At a news conference, board investigators said iron sulfide, a substance within the carbon steel inside the gasoline-producing fluidic catalytic cracking unit (FCCU) was probably ignited by the air leaking in the unit, setting off an explosion of volatile hydrocarbons.
“The mixture of hydrocarbons and air within the FCC unit likely caused the explosion,” said CSB Interim Executive Kristen Kulinowski during the news conference in Superior that was carried on a conference call.
Husky said the company continues to work with the board on finding the root causes of the explosion.
“The lessons learned will assist with our decisions as we begin the process of rebuilding the Superior refinery,” said Husky spokesman Mel Duvall.

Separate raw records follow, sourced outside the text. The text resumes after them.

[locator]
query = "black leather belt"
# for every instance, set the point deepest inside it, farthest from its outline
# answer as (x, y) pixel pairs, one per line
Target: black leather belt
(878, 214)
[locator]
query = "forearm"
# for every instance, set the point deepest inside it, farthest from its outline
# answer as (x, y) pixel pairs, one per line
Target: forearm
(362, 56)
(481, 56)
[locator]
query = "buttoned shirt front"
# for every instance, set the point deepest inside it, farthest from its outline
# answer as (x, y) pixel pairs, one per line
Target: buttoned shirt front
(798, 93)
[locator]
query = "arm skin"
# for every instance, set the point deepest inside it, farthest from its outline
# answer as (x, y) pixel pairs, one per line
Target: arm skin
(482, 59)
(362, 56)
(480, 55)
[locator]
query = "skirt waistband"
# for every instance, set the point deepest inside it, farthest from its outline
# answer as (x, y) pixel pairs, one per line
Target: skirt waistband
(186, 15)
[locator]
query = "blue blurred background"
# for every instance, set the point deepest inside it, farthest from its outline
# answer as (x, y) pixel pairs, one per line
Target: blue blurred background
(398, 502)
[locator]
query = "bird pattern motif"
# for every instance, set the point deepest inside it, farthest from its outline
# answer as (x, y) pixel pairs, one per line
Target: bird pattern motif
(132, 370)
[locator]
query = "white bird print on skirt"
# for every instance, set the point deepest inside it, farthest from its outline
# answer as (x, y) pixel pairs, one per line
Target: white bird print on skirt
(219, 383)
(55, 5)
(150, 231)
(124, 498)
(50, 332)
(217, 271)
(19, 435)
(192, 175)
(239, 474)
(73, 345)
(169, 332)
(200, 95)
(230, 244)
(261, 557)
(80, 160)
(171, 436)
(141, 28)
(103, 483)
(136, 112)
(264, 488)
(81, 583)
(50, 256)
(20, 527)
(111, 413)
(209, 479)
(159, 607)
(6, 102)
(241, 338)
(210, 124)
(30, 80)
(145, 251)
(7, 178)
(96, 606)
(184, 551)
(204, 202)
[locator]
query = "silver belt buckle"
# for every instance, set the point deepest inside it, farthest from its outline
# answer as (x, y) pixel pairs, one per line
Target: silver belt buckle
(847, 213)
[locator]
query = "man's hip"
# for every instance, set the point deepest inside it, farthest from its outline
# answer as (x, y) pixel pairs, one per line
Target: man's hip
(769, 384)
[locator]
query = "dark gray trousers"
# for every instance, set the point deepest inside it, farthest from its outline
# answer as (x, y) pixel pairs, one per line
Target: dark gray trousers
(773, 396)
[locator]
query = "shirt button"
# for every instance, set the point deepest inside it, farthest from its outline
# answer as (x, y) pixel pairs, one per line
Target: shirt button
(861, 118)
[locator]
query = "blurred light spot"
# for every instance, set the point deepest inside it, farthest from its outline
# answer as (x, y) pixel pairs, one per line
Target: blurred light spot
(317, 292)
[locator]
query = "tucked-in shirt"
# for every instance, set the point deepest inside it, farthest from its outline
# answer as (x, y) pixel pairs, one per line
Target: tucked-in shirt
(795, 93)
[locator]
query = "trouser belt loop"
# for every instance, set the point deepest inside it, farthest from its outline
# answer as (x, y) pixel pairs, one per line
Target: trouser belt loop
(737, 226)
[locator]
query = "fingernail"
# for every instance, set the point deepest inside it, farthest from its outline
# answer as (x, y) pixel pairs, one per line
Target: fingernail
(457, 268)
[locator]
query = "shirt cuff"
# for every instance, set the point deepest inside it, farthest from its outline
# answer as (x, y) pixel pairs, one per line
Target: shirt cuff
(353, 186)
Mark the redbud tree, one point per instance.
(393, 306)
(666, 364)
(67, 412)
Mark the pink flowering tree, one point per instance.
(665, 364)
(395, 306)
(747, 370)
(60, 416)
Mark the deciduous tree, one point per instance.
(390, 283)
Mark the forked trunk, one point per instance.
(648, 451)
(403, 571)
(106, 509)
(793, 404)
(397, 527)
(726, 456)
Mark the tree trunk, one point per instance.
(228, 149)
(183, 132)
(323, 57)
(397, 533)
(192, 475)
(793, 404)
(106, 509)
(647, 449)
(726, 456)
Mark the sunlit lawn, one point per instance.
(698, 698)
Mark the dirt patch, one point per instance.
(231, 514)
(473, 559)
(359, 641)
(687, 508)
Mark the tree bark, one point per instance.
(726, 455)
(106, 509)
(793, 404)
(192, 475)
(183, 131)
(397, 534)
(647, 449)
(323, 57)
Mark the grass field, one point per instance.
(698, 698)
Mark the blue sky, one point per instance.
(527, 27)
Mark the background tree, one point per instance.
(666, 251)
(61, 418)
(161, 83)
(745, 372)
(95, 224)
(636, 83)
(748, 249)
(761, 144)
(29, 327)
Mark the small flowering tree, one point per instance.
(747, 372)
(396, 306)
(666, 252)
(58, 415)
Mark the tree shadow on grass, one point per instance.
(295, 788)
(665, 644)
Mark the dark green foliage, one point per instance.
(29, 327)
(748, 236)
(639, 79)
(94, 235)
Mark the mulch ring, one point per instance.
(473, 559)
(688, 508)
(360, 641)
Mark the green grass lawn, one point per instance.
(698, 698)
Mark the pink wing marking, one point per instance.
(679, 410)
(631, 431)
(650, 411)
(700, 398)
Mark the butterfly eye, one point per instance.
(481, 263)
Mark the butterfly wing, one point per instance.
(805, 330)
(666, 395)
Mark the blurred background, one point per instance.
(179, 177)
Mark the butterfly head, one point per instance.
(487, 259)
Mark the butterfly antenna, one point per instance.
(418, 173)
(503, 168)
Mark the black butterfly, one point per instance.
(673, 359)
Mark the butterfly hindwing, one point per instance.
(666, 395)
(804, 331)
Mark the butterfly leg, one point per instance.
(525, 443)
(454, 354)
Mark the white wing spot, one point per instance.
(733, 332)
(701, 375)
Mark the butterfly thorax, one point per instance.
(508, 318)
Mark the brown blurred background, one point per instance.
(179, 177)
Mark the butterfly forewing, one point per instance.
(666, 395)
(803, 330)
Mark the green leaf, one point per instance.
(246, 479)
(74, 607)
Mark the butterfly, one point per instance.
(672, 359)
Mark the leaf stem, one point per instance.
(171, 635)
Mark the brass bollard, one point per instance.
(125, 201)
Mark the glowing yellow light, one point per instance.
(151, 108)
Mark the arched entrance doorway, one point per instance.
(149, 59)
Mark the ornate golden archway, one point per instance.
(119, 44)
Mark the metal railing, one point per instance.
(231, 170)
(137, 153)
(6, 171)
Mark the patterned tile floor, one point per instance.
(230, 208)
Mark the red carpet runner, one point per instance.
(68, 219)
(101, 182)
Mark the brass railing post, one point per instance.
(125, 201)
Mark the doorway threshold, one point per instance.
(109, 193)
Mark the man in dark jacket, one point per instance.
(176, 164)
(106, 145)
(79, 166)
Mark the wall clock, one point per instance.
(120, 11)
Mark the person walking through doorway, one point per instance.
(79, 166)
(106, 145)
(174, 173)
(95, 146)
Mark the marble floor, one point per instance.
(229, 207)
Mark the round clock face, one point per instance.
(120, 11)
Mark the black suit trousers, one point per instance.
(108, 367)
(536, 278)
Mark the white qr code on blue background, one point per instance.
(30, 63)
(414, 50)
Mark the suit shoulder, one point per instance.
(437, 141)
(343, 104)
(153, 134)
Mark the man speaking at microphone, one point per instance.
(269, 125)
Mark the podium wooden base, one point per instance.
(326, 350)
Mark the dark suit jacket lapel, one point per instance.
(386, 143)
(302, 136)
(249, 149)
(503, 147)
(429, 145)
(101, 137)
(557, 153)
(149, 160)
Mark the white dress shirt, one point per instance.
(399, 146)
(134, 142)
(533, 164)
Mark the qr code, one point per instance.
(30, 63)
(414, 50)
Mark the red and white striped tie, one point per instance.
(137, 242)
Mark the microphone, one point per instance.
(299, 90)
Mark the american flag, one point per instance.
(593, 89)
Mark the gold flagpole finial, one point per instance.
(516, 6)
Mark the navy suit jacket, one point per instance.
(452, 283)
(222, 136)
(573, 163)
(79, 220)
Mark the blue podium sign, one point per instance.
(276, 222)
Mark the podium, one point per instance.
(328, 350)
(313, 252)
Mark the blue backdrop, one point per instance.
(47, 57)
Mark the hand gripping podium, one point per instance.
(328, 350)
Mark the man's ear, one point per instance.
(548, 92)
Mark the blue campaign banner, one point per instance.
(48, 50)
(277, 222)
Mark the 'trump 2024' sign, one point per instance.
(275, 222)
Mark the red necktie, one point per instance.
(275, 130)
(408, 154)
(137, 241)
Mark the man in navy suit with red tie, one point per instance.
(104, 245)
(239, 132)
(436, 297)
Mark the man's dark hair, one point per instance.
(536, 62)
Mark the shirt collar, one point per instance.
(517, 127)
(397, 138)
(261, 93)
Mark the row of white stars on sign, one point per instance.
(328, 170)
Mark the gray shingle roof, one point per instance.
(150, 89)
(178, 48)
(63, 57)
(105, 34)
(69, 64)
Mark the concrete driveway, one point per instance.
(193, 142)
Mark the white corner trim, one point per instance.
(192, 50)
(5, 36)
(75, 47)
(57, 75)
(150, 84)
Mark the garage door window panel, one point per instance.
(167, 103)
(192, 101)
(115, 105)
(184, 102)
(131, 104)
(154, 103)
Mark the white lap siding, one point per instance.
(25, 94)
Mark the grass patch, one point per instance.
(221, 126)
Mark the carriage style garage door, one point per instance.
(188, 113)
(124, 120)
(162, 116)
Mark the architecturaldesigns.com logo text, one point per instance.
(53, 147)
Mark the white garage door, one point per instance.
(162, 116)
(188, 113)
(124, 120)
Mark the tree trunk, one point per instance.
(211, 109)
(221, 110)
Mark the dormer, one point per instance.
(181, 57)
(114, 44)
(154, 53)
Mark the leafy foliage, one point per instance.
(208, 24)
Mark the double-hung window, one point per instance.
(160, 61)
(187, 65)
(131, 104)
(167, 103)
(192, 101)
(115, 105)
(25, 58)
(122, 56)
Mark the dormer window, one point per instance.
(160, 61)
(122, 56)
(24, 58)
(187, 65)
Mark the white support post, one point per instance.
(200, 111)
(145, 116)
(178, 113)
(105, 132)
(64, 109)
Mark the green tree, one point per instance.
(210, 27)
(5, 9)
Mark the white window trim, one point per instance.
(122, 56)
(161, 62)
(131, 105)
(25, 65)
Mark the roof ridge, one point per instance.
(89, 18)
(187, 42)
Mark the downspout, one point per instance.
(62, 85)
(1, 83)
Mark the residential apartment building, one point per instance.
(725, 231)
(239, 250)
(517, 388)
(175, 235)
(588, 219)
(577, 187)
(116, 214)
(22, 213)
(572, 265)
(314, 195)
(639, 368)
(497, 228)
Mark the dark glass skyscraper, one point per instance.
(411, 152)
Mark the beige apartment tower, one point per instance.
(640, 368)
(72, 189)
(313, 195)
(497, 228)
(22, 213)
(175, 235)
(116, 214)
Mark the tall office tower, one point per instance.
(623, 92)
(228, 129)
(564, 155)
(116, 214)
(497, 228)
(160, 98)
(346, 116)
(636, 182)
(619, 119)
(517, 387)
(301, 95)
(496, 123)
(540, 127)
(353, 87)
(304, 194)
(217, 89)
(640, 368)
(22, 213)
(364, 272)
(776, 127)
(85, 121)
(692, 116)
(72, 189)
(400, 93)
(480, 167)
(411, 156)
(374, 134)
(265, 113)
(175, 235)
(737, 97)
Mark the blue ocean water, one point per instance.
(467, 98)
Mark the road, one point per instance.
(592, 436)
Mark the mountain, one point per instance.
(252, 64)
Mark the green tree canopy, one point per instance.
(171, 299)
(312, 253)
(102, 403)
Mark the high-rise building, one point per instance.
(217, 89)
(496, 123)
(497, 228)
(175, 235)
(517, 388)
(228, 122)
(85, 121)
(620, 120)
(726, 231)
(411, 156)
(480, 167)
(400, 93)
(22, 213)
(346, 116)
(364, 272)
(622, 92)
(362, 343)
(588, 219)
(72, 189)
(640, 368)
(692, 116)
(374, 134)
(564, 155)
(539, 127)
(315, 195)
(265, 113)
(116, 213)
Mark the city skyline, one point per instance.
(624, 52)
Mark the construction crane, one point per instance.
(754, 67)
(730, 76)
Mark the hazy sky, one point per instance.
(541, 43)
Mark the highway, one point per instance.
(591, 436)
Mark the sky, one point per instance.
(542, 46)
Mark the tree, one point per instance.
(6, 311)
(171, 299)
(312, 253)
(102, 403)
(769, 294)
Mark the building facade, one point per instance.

Despite the refinery’s shutdown, the company does not plan to lay off employees, Duvall said.
The FCCU explosion led to a release of flaming asphalt across the refinery and raised the risk of explosions that could release deadly hydrofluoric acid into Superior.
Because of that risk, thousands of Superior residents were forced to evacuate for up to 24 hours.
Kulinowski said no hydrofluoric acid was released by the explosion.
Thirty-six people sought medical treatment after the blast, including 11 people working at the refinery, according to the board.
Duvall said the refinery would likely remain shut for 18 to 24 months of repairs.
Kulinowski said the slide valve may have been eroded by years of contact with the fine powder catalyst, which has the consistency of sand, needed to breakdown gas oil into gasoline. The unit was being shut for a planned overhaul at the time of the blast.
The FCCU’s slide valves also prevent air from mixing with volatile hydrocarbons.
Air leaking past the slide valve “is the most probable cause for the explosion we have today,” said CSB lead investigator Mark Wingard.
Kulinowski said the board hopes to complete its investigation of the Husky explosion within 18 months to two years. The CSB’s final report will include review of the maintenance of the FCCU.
The U.S. Chemical Safety Board investigates fires at the nation’s chemical plants and recommends improvements in operations and regulations. It has no regulatory or enforcement authority.